C’est par une soirée pluvieuse que nous nous retrouvons à la brasserie Barbe-Antique, à Thesalmar, juste en face de l’auberge de la Fortebière. Tout s’était décidé l’après midi-même, et c’est en bande que nous débarquons en terre naine. La brasserie est imposante, dans cette architecture typique et immuable, réconfortante face à un vent capable de décorner un bœuf.

Grimli Barbe-Antique, tenancier de l’établissement, nous accueille avec chaleur et nous propose différentes formules de dégustation. Cela va du « simple », qui consiste à déguster des petites quantités d’une multitude de bières, au « luxe » : de grandes quantités,  et le nombre de bières ne change pas. Évidemment, la dégustation s’accompagne de mets typiques, qui ont pour eux – et sans aucun doute dans une optique salvatrice – d’être de plus en plus consistants à mesure que l’on monte, si ce n’est en gamme, mais en nombre de degré d’alcool que contiennent les bières. Un peu naïvement et de manière forte peu stratégique, j’ai attaqué franchement l’apéritif à base de pain, fromage et charcuterie (dont des brochettes que je vous recommande vivement), calant quelques heures plus tard face à l’imposant cochon de lait.

Mais revenons-en à nos moutons, ou plutôt, à nos bières. Etant clairement inculte en la matière, cette dégustation m’a permis de découvrir qu’il existait autant de bières qu’un dandy hurleventois aurait de chapeau haut-de-forme : beaucoup.

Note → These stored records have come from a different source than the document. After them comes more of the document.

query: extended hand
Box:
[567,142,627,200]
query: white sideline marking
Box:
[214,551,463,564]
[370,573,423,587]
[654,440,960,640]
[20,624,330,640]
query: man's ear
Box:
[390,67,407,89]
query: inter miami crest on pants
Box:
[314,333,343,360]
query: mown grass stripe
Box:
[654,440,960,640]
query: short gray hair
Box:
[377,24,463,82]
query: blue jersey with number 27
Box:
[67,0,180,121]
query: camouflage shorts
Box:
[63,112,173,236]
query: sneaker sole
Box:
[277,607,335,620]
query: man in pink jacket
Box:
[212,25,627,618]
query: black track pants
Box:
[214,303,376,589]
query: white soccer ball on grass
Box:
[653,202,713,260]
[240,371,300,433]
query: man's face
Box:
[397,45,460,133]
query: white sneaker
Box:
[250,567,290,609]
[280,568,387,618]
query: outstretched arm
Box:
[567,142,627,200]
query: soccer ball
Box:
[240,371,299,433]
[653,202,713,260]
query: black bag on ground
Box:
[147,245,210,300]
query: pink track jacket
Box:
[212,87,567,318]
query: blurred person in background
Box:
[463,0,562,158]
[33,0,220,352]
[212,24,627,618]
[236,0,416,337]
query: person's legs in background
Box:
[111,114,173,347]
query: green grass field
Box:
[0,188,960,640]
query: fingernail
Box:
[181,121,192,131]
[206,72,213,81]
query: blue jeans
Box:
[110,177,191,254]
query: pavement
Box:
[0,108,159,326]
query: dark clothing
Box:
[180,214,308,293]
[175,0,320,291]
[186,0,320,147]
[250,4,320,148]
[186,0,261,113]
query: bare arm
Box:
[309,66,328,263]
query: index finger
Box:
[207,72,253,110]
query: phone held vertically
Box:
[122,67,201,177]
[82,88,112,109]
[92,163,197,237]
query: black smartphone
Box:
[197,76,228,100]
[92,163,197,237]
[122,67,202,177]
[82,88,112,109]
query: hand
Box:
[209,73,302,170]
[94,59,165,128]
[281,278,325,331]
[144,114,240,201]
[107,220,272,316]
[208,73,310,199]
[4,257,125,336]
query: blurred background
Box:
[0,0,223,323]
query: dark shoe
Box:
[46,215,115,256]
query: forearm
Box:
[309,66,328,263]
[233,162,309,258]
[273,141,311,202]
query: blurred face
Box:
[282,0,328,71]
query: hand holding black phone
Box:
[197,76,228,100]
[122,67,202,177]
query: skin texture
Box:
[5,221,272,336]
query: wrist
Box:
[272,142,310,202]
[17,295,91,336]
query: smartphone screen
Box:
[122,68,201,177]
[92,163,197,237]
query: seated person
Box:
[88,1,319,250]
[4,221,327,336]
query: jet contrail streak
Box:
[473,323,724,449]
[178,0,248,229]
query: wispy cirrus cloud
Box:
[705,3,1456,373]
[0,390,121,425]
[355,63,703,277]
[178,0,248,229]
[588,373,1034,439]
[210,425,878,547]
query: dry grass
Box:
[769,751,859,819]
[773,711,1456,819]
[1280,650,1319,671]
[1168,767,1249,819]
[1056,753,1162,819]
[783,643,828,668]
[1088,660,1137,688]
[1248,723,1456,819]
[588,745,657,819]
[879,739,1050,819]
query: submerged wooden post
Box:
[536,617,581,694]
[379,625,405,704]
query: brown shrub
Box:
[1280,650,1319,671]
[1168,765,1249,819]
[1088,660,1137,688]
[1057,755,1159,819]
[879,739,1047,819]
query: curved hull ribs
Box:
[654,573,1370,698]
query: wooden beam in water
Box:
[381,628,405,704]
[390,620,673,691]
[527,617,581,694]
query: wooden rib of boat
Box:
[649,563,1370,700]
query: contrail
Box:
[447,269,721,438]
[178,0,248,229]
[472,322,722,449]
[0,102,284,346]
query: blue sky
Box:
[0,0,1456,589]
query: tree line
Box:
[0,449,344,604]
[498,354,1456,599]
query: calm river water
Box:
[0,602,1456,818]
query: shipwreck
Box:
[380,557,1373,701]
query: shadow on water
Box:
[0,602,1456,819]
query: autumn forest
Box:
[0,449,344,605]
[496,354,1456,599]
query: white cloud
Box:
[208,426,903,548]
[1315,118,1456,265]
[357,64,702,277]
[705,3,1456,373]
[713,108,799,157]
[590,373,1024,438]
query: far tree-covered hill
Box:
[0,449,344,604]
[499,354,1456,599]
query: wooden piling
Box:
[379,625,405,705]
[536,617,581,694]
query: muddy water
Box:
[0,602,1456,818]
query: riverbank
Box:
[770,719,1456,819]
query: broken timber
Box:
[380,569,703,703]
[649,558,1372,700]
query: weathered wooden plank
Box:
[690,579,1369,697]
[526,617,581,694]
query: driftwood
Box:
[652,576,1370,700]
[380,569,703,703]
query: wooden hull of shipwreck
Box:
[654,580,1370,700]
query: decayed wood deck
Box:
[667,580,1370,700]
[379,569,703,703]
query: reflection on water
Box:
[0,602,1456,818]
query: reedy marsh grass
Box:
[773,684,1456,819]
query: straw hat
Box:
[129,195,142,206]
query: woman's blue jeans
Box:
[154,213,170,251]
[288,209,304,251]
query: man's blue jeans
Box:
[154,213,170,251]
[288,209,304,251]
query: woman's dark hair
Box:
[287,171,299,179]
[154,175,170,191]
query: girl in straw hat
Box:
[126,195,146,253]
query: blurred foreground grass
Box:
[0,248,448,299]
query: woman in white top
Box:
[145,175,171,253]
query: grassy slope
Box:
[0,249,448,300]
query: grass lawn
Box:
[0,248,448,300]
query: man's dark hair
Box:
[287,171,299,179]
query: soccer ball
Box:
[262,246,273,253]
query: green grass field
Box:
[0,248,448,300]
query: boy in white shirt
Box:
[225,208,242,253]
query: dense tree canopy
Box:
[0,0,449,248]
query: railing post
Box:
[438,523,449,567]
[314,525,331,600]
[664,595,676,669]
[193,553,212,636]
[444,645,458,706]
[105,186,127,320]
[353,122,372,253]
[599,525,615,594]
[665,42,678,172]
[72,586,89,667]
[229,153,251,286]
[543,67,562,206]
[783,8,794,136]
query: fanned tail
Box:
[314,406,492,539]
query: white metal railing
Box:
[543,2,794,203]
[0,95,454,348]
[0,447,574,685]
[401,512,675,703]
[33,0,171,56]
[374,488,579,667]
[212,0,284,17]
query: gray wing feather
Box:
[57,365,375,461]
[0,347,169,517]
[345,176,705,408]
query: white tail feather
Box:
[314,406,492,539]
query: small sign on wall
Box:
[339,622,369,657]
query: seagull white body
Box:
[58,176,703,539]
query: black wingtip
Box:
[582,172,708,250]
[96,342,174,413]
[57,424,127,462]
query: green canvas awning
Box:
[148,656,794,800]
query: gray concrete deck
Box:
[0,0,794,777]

Chaque met était accompagné d’une bière particulière. Difficile de savoir si en l’instant, c’était la bière qui accompagnait la pitance, ou la boustifaille qui accompagnait la bière. Grimli et son assistante Natally Fiermartel, dans un professionnalisme impeccable, nous expliquaient les particularités et la provenance de chaque bière. J’en ai retenu certaines, notamment la Lichette des mines, ou encore la Miellée de Thesalmar, inventée pour abreuver les fiers montagnards du même nom, dont les épices – un mélange de miel et d’écorce d’orange – demeurent sur les palais les moins affûtés et trottent dans la tête pendant un moment. Que dire de l’ambrée qui répond au nom de Délicieuse Pècheresse ? Servie dans des verres glacés, elle est aussi légère que pêchue, c’est le cas de le dire. Traîtresse aussi, car on y retourne souvent.

Ma préférence s’arrête sur la Delirium Antique, une bière aussi forte que emblématique de la Brasserie Barbe-Antique. Les saveurs sont complexes : poivre, clous de girofle, pomme et agrumes… Un délice, mais je m’arrête là. Grimli Barbe-Antique saura bien mieux vous en parler que moi.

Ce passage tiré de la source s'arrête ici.